I grab another deep breath and slog on. “Nobody’s perfect,” I say. “We all have our flaws, but our job is to recognise them, face up to them and take the appropriate action so that they can be transformed into creative, not destructive, forces within our personalities. Take me, for example. I’ve got a very flawed sexuality. I made a complete balls-up of my marriage and I’ve never been able to sustain a successful relationship with a woman. That’s my infirmity, my handicap, my cross—call it what you like—and in a sense this puts me in the same league as the homosexuals, but I absolutely believe that the answer to a poorly integrated sexuality is not to lead a double-life and not to bob around low bars in order to pick up rough trade. During the course of my life I’ve proved that I’m at my most integrated—and happiest—when I’m celibate. Of course celibacy can be tough and I’m not pretending I’ve always lived up to the ideal, but by sublimating—not repressing but sublimating—my sex-drive I’ve managed to live a full, rewarding life in which I’ve been of service to others. And on the occasions when I did fall by the wayside, I’ve never deluded myself by saying my lapses were right, I’ve never demanded special consideration because of my handicap, and I’ve never been stupid enough to whine: ‘Oh, Jesus would approve of my occasional nights on the tiles because that’s the way I’ve been designed by God!’ God didn’t design me to be damaged. I got this way in the school of hard knocks and now I’ve got to work hard cooperating with God to redeem the mess … Are you listening?”

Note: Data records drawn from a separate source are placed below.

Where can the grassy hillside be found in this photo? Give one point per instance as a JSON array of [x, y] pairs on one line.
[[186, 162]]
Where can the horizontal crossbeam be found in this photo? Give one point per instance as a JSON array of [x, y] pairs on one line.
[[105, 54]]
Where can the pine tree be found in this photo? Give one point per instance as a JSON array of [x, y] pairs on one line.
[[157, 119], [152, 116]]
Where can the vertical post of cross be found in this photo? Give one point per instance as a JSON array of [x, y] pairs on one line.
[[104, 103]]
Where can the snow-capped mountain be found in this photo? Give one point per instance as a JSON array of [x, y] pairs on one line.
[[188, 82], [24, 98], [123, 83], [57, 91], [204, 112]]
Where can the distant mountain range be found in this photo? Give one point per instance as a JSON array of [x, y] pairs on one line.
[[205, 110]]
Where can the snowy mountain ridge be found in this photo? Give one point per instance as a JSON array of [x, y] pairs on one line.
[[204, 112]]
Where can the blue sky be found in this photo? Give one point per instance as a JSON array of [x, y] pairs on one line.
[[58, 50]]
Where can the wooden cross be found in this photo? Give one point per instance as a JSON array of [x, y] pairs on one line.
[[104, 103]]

He nods but he’s not. He’s weeping silently again and there are no more tissues left in the box.
“What I’m trying to say,” I resume, searching without success for a handkerchief, “is that there’s no flaw or handicap so grisly that it can’t be redeemed and translated into a positive
force for the good. But first of all we have to acknowledge our flaws—we have to ‘name the demons,’ as the old-fashioned religious language puts it, so that they can be brought under control. That’s why I’m suggesting you seek help from a therapist who specialises in your type of problem. You need to ‘name the demons’ so that you can conquer them and become a mature, well-integrated priest.”
Stacy whispers pathetically: “I don’t want a therapist. I don’t have demons. I just don’t want to snog with anyone at present, that’s all. I’m sorry I got mixed up with the gays tonight, but I promise I won’t go near them again.”

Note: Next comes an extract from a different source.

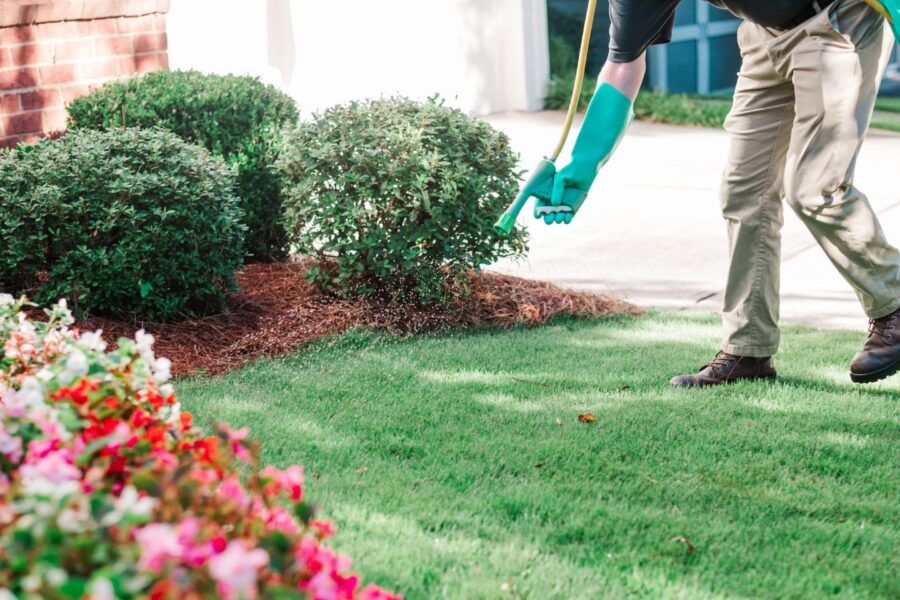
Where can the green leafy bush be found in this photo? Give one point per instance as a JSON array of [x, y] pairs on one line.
[[398, 197], [134, 222], [239, 118]]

Dear God, he’s understood nothing! “Stacy—”
“All I want,” says Stacy desperately, “is to go on living here with Nick and slogging my guts out to be the kind of priest he wants. Nick’s the most wonderful guy in the world, and if I let him down and have to leave St. Benet’s my life wouldn’t be worth living, but I’m not going to let him down. I’m going to keep taking out Tara and eventually I’ll snog her and then everything will be okay.”
Once again my tongue ceases to function.
I’m appalled.
***************
(Had to put the asterisks in—no words seemed adequate to describe the quality of the hiatus which then took place in the conversation.)
Ye gods and little fishes! The boy’s in love with Nicholas—and this is no harmless hero-worship; this is homoerotic lunacy which will obstruct Stacy’s journey to homosexual maturity and eventually bog Nicholas down with a pastoral problem the size of an elephant. Moreover—and this is the real killer-threat to St. Benet’s—Stacy shows no desire to face up to his problems and no ability even to understand why he should do so. We just can’t afford this sort of immature, unaware, unperceptive person on the team at the Healing Centre. In our kind of ministry we need to rely one hundred per cent on our colleagues, and how could one ever have sufficient confidence in a priest who’s incapable of spiritual growth and psychologically as dumb as an ox?